Bien sûr, le surcoût engendré par ces cinq journées perdues en mer sera sans doute couvert par les assurances, mais les navires commerciaux, très souvent mis à contribution depuis que la plupart des ONG ont été éloignées de la zone, supporteront-ils longtemps de se trouver pris en otage par les gesticulations du gouvernement italien ?
« Rhétorique de la torture »
Responsables des secours dans la zone du canal de Sicile, les autorités maritimes italiennes semblent vouloir tout mettre en œuvre pour se soustraire à leurs obligations. Le vice-premier ministre et ministre de l’intérieur italien, Matteo Salvini (Ligue, extrême droite), l’a clairement affirmé lundi, à son retour de Libye, en déclarant dans une conférence de presse tenue au ministère de l’intérieur qu’il « donnerait son entier soutien » au ministre des transports, Danilo Toninelli (Mouvement 5 étoiles), autorité ayant théoriquement la tutelle sur les gardes-côtes, si celui-ci ordonnait de ne plus répondre aux SOS. Une menace difficile à mettre ouvertement à exécution, tant elle contrevient aux obligations les plus élémentaires du droit de la mer.

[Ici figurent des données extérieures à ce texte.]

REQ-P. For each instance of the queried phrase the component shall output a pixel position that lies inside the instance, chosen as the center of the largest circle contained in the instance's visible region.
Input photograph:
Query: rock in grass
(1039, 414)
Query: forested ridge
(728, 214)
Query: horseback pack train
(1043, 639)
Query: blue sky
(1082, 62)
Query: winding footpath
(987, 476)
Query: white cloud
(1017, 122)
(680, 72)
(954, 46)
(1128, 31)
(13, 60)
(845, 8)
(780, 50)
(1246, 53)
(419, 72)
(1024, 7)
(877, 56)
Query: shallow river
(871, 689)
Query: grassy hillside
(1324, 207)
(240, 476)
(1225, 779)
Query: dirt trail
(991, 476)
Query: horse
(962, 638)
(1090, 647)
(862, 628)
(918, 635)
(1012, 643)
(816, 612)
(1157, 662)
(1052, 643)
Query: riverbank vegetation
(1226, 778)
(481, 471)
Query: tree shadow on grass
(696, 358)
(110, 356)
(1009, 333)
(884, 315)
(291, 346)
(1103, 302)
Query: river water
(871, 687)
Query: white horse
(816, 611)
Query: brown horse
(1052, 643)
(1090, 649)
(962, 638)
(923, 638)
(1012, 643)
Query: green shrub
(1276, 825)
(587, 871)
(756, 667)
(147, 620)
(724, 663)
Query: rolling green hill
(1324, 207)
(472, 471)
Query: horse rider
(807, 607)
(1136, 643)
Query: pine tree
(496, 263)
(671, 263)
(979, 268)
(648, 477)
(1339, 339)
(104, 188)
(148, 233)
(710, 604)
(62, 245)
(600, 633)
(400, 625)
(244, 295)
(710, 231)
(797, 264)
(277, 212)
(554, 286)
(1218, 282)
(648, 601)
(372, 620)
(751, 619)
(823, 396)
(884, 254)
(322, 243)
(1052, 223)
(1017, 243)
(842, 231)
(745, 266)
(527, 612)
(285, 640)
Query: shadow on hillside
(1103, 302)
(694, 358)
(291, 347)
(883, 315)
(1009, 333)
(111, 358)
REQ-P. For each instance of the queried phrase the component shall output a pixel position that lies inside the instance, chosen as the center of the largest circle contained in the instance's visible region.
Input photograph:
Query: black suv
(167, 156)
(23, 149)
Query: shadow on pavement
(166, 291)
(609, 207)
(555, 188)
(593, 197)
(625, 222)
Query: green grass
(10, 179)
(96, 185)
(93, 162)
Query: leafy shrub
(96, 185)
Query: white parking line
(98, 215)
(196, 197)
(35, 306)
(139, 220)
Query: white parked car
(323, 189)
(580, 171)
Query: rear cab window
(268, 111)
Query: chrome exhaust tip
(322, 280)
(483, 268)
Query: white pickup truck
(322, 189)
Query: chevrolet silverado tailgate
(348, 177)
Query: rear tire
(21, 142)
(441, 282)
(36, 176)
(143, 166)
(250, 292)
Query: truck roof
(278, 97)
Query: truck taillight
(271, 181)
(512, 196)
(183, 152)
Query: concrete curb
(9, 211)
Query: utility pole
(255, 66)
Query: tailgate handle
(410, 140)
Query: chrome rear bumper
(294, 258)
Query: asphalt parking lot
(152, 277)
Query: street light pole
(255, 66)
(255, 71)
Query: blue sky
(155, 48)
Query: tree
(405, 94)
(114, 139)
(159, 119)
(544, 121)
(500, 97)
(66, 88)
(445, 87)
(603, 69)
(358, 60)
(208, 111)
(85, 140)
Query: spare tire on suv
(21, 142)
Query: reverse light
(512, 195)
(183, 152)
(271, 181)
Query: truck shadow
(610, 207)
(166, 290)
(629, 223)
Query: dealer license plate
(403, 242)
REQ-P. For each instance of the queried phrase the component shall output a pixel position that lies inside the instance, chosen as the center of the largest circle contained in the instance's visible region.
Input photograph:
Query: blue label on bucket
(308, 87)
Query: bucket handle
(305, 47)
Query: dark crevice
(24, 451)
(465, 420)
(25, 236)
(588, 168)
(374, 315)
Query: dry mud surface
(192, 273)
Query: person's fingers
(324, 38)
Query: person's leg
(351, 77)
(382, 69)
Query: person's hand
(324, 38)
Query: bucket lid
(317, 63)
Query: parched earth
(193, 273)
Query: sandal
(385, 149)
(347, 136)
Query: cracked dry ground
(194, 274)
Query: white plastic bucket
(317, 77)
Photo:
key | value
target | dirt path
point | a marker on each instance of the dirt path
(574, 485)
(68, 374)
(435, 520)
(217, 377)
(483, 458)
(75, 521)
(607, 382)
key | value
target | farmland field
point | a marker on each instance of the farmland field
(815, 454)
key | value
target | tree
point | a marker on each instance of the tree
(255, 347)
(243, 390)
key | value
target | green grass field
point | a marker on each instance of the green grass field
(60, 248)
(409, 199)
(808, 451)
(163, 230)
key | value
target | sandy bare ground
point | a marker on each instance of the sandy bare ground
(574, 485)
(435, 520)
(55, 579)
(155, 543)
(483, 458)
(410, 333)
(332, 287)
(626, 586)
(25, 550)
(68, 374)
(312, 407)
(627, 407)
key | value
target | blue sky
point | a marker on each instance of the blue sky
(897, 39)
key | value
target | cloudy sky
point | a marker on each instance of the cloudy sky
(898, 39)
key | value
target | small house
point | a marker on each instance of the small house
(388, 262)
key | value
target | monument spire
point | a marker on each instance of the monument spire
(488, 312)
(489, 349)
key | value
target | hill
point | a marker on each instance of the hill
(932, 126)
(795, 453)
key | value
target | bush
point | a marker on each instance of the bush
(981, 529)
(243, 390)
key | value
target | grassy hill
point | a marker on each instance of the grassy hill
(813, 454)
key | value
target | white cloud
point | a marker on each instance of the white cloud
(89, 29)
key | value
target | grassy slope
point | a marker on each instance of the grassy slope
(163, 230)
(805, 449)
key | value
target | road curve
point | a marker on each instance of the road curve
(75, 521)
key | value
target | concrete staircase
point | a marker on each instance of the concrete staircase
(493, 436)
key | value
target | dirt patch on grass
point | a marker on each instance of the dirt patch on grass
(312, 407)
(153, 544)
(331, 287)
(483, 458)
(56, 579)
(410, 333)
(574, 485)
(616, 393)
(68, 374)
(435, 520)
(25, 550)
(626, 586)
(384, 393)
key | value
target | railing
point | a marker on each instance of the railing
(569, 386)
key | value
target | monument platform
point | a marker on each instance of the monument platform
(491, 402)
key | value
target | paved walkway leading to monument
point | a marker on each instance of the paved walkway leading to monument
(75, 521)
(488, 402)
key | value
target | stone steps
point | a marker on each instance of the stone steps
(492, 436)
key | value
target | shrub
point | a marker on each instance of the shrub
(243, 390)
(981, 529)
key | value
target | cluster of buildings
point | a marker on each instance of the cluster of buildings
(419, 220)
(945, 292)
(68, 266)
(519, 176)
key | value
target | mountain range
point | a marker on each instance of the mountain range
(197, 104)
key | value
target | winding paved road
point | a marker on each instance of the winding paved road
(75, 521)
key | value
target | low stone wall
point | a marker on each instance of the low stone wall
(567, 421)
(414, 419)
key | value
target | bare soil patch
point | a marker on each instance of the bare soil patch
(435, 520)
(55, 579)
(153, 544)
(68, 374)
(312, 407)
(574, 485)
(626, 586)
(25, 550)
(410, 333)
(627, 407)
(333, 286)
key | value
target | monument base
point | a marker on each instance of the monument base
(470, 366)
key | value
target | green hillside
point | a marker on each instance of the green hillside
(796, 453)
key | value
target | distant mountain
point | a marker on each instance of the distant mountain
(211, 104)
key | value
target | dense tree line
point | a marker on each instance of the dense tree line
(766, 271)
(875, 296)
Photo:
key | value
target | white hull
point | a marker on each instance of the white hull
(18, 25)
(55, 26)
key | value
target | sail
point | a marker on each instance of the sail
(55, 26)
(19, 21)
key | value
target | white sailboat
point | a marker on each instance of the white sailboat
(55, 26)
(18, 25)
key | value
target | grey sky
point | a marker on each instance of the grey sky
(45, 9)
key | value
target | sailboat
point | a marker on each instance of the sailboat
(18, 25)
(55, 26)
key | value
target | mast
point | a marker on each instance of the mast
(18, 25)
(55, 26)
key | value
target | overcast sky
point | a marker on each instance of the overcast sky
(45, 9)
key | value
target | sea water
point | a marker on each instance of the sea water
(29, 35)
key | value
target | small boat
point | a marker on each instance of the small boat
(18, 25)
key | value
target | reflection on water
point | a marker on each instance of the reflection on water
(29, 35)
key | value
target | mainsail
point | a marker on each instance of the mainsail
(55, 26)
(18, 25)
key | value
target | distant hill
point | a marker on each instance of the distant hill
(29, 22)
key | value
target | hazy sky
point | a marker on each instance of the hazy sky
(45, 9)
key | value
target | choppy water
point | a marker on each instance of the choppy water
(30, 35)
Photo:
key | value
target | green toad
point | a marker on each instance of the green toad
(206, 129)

Plus crédible paraît, en revanche, l’intention, soutenue par l’ensemble des partenaires européens de l’Italie, d’accroître les moyens des gardes-côtes libyens afin de leur confier l’ensemble des opérations. Peut-on parler de « sauvetage en mer » s’agissant d’opérations dans lesquelles les candidats à l’exil, selon plusieurs témoignages, sont mis en joue, capturés puis ramenés dans des camps de détention, dans des conditions inhumaines, au mépris du droit de la mer qui commande de déposer les personnes secourues en mer dans un « port sûr » ?
Matteo Salvini évoquait, lundi, en marge de sa visite éclair à Tripoli, la possibilité d’implanter des camps européens sur le sol libyen – aussitôt écartée par le vice-premier ministre Ahmed Miitig –, afin de combattre la « rhétorique de la torture ». D’après les innombrables témoignages, les tortures, viols systématiques et exécutions auxquels sont confrontés les 300 000 à 700 000 personnes actuellement détenues en Libye semblent plus relever du crime contre l’humanité que de la « rhétorique ».